Evil Does Not Exist prende infatti le mosse da un video realizzato da Hamaguchi per Gift, un’esibizione dal vivo della sua collaboratrice, e sono soprattutto i tempi cinematografici a impressionare in quest’ultima opera, in cui a un ostinato anti modernismo fa da contrappunto un ritmo morbido ma implacabile dal quale lo spettatore viene travolto senza troppi complimenti: si veda a questo proposito la sequenza iniziale, che sa prendersi il giusto spazio per introdurre il protagonista della vicenda, ma anche lo straordinario dibattito cittadino, filmato con una splendida serie di campi e controcampi che sanno restituire la temperatura emotiva del confronto e delle idee in gioco.

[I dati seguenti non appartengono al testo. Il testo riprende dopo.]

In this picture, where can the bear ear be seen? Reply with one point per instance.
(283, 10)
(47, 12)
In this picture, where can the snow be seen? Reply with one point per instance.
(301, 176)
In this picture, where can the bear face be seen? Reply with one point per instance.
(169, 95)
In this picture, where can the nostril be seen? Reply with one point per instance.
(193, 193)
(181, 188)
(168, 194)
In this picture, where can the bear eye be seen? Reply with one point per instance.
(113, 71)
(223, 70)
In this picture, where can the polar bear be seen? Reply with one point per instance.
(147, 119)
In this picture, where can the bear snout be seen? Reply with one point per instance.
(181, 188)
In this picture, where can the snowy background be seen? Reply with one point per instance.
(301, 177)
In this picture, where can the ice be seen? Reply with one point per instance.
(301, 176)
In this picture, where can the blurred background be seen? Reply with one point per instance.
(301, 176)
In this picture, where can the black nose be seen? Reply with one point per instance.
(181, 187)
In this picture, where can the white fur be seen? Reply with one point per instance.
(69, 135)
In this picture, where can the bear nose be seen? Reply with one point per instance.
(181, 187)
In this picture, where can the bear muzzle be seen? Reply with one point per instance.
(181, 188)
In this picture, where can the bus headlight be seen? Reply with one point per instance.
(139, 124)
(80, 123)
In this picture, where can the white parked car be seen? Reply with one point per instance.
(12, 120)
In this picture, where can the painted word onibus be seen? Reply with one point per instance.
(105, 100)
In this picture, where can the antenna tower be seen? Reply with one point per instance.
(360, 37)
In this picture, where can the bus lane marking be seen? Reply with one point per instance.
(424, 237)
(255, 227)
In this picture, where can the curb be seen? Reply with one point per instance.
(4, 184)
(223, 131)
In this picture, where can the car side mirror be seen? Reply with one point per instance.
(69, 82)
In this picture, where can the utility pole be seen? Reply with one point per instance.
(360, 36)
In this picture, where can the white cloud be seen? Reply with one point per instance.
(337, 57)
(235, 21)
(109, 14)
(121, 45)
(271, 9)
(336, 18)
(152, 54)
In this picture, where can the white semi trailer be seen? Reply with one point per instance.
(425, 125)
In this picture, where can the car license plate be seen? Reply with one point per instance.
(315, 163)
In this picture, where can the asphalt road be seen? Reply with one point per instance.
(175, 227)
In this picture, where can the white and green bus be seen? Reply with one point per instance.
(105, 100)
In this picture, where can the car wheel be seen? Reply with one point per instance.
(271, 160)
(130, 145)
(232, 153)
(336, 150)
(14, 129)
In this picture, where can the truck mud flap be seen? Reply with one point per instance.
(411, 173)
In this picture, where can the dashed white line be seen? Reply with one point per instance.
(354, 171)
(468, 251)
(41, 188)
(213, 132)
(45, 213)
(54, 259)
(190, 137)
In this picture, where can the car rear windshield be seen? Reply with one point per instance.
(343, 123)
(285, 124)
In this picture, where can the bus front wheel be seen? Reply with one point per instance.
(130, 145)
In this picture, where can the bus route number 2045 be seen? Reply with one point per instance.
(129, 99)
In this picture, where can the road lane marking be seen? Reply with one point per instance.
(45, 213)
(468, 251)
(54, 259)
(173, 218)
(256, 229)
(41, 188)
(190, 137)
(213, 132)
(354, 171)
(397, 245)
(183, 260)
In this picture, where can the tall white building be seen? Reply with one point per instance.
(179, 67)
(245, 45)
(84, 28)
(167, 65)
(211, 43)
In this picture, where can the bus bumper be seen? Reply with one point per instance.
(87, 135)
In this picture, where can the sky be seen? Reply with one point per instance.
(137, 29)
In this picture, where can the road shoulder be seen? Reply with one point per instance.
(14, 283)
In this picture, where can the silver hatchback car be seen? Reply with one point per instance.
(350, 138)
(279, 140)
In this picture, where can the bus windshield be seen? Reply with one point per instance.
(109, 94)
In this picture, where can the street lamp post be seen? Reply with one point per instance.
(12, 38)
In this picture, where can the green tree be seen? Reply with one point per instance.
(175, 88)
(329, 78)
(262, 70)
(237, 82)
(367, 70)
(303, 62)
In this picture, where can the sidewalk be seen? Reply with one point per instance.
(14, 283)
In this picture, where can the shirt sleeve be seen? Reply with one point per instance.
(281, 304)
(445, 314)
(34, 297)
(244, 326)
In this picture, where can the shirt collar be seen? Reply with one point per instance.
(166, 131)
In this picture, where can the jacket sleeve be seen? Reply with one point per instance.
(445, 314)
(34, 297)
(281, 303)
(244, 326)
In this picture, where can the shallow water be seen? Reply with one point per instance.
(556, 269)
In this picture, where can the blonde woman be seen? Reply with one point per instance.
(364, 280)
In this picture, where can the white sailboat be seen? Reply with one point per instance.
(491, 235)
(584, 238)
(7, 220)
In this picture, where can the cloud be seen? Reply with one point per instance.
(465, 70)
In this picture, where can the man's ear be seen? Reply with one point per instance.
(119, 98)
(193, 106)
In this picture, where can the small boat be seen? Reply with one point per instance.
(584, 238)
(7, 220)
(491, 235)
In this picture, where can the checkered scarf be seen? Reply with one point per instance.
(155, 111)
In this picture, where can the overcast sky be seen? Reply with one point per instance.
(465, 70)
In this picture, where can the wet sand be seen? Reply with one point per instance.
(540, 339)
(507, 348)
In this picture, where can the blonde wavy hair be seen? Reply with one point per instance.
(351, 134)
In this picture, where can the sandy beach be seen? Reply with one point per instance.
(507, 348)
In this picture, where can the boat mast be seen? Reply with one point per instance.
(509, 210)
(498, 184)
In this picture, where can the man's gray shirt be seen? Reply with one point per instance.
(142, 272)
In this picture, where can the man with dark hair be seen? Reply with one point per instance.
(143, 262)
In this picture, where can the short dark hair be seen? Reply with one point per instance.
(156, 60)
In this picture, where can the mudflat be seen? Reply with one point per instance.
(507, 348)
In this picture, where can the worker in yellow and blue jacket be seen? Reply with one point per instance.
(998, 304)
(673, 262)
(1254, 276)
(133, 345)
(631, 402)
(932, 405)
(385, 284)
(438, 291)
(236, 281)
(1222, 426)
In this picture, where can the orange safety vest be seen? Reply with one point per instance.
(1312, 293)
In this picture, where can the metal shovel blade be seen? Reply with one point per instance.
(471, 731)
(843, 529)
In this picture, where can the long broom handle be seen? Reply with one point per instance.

Meno dialogico dei due precedenti film, ma sempre con Rohmer e Ozu come riferimenti imprescindibili della propria poetica, Hamaguchi gira un film di grande efficacia e forza emotiva, che conferma il talento del nipponico e anche quanto in un grande Festival internazionale, dopo giorni di film a stelle e strisce e modestissimi film italiani, sia imprescindibile stabilire un dialogo quantitativamente più sostanzioso con la cinematografia orientale: l’impressione è che la gestione Barbera abbia volutamente messo da parte questo aspetto, con un numero di opere selezionate sempre minore e spesso confinate in sezioni collaterali della selezione veneziana. Speriamo che chi verrà dopo di lui sappia investire di più e meglio in tal senso, ne abbiamo tutti estremamente bisogno.